In Hannover alles stehen und liegen zu lassen war jedoch nicht einfach. Habe ich doch die elsa von Anfang an mit aufgebaut, maßgeblich inhaltlich ausgerichtet und in den letzten Jahren meinen Arbeitsbereich – die Hochschul- und Mediendidaktik – ausbauen können. Nicht nur das Didaktik Team, sondern viele Kollegen auch aus den anderen Arbeitsbereichen, sind mir in den Jahren ans Herz gewachsen. Tolle Kollegen, die mit viel Leidenschaft bei der Sache sind und so möchte ich hier die Gelegenheit für ein paar dankende Worte nutzen: Vielen Dank für die tollen Jahre, für die großen und kleinen Hilfen, die tollen Ideen, den Rückhalt auch in schwierigen Momenten und vieles vieles mehr!
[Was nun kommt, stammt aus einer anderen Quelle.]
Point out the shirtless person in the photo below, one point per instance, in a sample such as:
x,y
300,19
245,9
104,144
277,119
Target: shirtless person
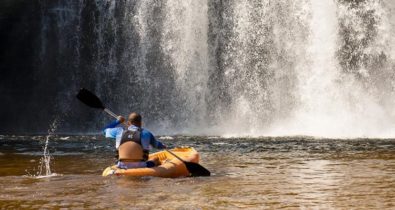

Tschüss Hannover!

Über meine neuen Aufgaben werde ich hier regelmäßig berichten und freue mich auf eure Anregungen, Ideen und Kommentare. Dies soll mir helfen, in dem vielen Neuen, einen guten Überblick zu halten. Damit wird es dann auch wieder mehr Beiträge von mir geben. Denn das letzte halbe Jahr war sehr von der Geburt unserer Tochter geprägt und es blieb wenig Zeit zum Texten.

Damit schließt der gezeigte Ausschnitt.